DOUALA: Four people were killed in clashes between security forces and supporters of a Cameroon opposition leader who claims to have won recent presidential elections, a regional governor said, ahead of official results announced Monday.
Issa Tchiroma, who challenged President Paul Biya's 43-year grip on power in the October 12 vote, had called on his supporters to march peacefully on the eve of the announcement, despite a ban on public gatherings.
Tchiroma says he won 54.8 percent of the vote, but most analysts expect the 92-year-old Biya to win an eighth term in a system his critics say has been increasingly rigged.
In Cameroon's largest city Douala, the regional governor said demonstrators "attacked" a gendarmerie brigade and police stations in two districts.
"Four people unfortunately lost their lives," said Samuel Dieudonne Ivaha Diboua, adding that several members of the security forces were also injured.
Earlier, police had fired teargas to disperse hundreds of people in Tchiroma's northern stronghold of Garoua, where activists carried Cameroonian flags and banners reading "Tchiroma 2025" and chanted "Goodbye Paul Biya, Tchiroma is coming".

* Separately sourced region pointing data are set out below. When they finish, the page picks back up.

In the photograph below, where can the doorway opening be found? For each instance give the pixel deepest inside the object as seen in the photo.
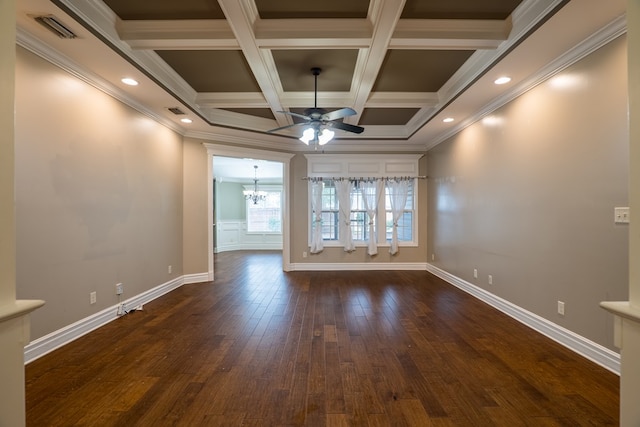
(224, 203)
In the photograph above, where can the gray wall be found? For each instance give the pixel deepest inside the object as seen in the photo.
(98, 194)
(528, 194)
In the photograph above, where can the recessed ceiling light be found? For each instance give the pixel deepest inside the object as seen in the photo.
(129, 81)
(502, 80)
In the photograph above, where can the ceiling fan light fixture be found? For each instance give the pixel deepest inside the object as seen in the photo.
(308, 135)
(325, 136)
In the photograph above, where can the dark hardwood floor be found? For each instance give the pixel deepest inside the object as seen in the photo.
(259, 347)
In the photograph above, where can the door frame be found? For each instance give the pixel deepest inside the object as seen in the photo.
(241, 152)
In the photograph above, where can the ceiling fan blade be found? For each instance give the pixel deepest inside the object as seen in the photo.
(347, 127)
(285, 127)
(338, 114)
(301, 116)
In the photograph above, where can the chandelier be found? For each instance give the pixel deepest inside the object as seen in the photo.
(254, 195)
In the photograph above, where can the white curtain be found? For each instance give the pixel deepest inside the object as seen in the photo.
(316, 188)
(371, 191)
(343, 191)
(398, 193)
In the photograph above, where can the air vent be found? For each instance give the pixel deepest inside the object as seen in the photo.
(54, 25)
(177, 111)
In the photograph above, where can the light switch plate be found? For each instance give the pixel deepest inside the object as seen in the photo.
(621, 215)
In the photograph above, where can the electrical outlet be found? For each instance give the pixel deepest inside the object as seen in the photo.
(621, 215)
(122, 309)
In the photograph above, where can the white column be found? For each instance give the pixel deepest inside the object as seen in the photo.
(14, 315)
(627, 323)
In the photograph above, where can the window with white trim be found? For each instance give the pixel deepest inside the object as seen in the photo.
(383, 225)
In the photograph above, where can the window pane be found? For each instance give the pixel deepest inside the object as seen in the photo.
(265, 216)
(405, 225)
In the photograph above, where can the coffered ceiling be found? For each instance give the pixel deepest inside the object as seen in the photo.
(232, 66)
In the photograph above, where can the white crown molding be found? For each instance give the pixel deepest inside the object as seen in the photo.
(597, 40)
(28, 41)
(596, 353)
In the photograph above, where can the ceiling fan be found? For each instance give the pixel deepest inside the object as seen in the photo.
(318, 121)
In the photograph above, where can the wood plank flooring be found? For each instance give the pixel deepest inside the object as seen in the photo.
(259, 347)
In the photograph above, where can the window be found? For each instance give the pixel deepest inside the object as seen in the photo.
(405, 223)
(266, 215)
(383, 225)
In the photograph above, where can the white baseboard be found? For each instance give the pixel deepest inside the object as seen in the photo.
(363, 266)
(604, 357)
(46, 344)
(196, 278)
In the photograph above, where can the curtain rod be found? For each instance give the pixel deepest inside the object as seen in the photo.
(361, 178)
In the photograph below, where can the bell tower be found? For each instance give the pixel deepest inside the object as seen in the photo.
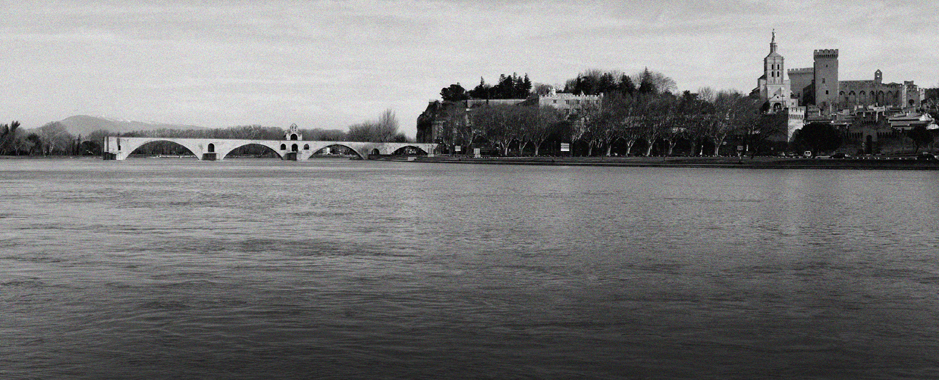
(773, 85)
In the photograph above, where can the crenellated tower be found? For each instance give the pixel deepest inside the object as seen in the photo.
(826, 79)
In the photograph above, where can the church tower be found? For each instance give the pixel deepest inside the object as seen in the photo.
(773, 85)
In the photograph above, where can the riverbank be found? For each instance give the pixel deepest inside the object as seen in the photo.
(891, 163)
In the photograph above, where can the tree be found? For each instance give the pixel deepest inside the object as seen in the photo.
(818, 137)
(920, 136)
(494, 121)
(385, 129)
(8, 136)
(731, 110)
(454, 93)
(55, 138)
(481, 91)
(542, 127)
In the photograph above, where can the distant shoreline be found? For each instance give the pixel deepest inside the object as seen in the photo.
(892, 163)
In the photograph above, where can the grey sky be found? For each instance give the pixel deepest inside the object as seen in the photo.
(329, 64)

For several days, dozens of supporters have gathered around the home of the opposition leader, who claimed in a video Sunday that military personnel had tried to take him away.

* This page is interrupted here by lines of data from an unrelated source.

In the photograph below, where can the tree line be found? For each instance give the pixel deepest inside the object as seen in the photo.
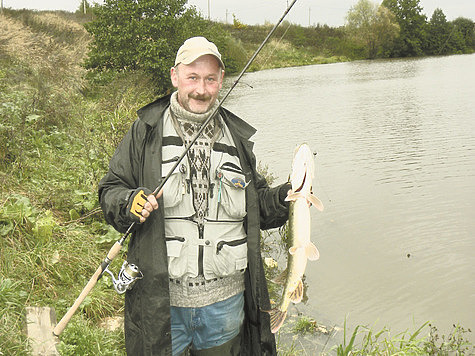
(145, 35)
(398, 28)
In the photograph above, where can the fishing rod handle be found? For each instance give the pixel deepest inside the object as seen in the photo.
(113, 252)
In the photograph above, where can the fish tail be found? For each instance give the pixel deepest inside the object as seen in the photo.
(277, 318)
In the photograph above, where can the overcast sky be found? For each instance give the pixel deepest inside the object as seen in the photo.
(304, 12)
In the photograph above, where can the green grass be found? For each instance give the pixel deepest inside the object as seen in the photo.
(424, 340)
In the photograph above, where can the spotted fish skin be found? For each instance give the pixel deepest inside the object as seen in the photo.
(301, 247)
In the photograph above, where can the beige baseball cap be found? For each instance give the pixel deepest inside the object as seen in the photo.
(196, 47)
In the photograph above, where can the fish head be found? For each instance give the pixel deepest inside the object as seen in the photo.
(303, 168)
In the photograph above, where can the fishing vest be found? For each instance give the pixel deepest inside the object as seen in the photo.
(218, 247)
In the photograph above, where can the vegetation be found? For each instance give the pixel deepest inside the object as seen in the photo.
(372, 25)
(67, 96)
(405, 343)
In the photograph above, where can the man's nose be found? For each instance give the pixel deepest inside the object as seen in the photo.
(201, 87)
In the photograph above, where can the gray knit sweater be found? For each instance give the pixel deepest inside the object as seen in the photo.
(199, 292)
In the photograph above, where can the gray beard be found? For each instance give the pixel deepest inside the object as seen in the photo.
(182, 114)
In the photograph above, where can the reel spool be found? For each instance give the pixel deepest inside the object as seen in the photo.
(128, 275)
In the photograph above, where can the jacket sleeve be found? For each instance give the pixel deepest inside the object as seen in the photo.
(122, 178)
(273, 210)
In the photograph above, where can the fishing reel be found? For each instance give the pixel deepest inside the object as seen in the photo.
(128, 275)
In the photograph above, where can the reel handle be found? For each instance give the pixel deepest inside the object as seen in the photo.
(113, 252)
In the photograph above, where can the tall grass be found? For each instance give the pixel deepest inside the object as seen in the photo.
(57, 133)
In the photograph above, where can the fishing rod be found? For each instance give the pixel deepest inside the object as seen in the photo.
(130, 273)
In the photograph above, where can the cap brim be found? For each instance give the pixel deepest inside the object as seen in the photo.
(193, 58)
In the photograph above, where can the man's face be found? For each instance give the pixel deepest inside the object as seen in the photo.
(198, 83)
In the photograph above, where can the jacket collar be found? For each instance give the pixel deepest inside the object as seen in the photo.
(152, 113)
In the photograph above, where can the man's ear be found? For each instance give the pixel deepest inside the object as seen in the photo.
(222, 78)
(174, 76)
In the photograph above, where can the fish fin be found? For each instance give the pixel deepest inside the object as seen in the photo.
(312, 252)
(294, 249)
(293, 196)
(297, 294)
(315, 202)
(277, 318)
(280, 279)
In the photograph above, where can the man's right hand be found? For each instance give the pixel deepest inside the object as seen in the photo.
(142, 203)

In the capital Yaounde, the call to protest did not seem to have been followed amid a heavy police presence.
But in Douala, prior to the reported clashes, an AFP journalist observed several dozen people gathered near the airport, defying the ban on demonstrations ordered by the department's prefect.

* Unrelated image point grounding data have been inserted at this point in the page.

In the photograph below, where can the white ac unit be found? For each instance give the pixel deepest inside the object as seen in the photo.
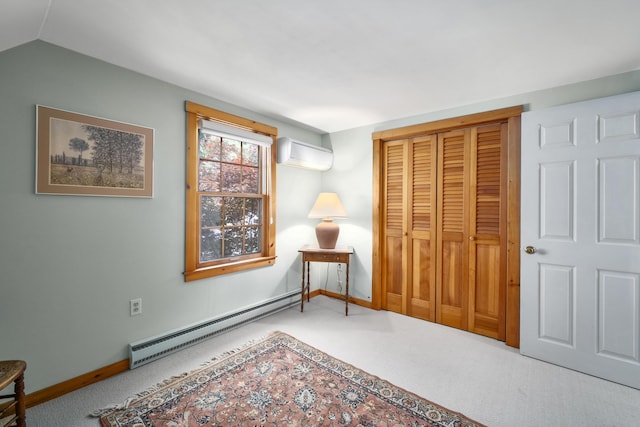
(303, 155)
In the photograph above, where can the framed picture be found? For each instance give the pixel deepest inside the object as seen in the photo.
(90, 156)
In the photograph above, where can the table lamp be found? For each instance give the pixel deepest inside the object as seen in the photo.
(327, 207)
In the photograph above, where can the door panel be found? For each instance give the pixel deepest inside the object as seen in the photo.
(487, 230)
(580, 295)
(394, 264)
(453, 212)
(422, 173)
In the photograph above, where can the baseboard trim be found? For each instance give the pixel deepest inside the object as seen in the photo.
(73, 384)
(57, 390)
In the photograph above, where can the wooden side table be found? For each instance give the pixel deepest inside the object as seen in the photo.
(340, 254)
(12, 371)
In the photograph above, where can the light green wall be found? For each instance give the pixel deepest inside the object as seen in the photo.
(352, 173)
(69, 265)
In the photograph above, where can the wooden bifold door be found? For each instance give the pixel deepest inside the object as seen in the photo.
(445, 194)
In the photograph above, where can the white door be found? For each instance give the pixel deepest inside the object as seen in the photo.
(580, 286)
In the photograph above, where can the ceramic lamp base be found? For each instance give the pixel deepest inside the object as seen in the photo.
(327, 234)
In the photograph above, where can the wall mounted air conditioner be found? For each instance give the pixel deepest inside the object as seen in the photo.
(303, 155)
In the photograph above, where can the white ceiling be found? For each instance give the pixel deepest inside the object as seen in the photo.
(339, 64)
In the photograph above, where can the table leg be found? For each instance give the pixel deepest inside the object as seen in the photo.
(346, 293)
(302, 293)
(308, 283)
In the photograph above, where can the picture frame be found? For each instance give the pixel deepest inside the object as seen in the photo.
(82, 155)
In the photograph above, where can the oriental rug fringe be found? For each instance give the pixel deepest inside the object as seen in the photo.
(278, 381)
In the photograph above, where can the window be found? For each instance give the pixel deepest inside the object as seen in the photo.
(230, 209)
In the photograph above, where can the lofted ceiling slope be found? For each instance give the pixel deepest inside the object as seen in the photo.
(338, 64)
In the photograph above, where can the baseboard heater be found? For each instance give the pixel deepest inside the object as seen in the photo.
(150, 349)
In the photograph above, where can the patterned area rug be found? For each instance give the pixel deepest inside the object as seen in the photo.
(279, 381)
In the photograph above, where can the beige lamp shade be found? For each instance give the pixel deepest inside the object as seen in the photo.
(327, 207)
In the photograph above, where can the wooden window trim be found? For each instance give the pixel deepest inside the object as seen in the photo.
(192, 269)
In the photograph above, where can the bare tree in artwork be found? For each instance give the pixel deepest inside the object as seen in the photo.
(80, 145)
(115, 148)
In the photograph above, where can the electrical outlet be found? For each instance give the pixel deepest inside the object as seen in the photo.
(136, 306)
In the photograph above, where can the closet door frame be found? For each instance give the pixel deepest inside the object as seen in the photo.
(509, 115)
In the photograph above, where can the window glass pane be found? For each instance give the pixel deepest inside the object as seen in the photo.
(209, 146)
(253, 240)
(208, 176)
(231, 178)
(253, 211)
(233, 211)
(230, 151)
(232, 242)
(210, 244)
(250, 180)
(250, 154)
(210, 211)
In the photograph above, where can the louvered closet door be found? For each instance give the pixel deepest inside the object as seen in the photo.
(409, 227)
(421, 289)
(394, 264)
(487, 246)
(452, 240)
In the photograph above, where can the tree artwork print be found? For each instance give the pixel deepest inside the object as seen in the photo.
(86, 155)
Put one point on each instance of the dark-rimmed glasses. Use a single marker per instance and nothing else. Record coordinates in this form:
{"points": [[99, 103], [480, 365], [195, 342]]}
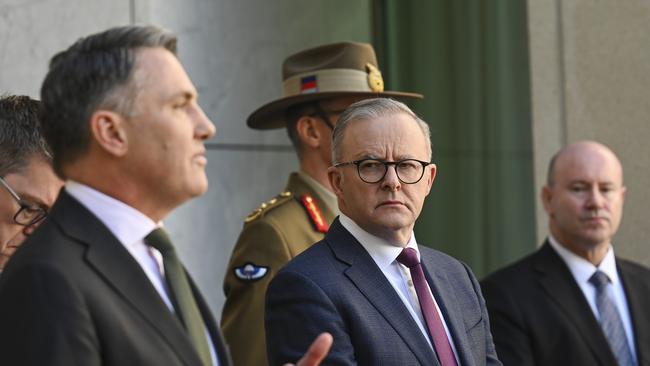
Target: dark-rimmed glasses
{"points": [[409, 171], [28, 214]]}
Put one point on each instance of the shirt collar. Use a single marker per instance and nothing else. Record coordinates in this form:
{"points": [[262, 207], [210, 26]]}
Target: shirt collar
{"points": [[325, 194], [381, 251], [581, 268], [128, 225]]}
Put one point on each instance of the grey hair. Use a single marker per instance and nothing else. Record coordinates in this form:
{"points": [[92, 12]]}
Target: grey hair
{"points": [[96, 72], [20, 134], [369, 109]]}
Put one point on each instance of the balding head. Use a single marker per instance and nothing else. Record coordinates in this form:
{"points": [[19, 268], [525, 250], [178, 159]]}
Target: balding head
{"points": [[582, 150], [584, 198]]}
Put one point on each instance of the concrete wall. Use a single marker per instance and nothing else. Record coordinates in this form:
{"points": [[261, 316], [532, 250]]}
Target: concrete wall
{"points": [[590, 66], [233, 51]]}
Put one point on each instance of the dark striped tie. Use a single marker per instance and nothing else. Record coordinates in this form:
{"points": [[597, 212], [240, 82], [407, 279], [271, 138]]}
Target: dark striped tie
{"points": [[610, 320], [181, 293], [409, 258]]}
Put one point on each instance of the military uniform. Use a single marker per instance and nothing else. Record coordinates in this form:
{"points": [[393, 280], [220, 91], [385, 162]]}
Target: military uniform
{"points": [[273, 234], [289, 223]]}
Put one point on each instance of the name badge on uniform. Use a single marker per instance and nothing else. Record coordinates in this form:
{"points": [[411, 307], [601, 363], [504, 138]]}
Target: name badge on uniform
{"points": [[250, 272]]}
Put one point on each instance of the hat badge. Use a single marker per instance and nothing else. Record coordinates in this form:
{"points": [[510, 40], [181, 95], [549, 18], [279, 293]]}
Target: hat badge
{"points": [[375, 81]]}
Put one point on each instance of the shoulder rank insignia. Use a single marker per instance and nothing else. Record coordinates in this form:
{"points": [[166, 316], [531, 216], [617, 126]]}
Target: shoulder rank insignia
{"points": [[249, 272], [273, 202], [314, 212]]}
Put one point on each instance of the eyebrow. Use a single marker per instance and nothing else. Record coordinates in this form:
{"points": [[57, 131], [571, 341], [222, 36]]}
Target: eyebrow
{"points": [[28, 198]]}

Djeukam Tchameni, president of the Movement for Democracy and Interdependence in Cameroon (MDI), and Anicet Ekane, president of the African Movement for the New Independence of Cameroon (Manidem), were arrested at their homes in Douala on Friday, according to a coalition of parties that had nominated Tchiroma as the consensus opposition candidate.
Minister of Territorial Administration Paul Atanga Nji said on Saturday the protests "create the conditions for a security crisis" and contribute to "the implementation of an insurrectionist project".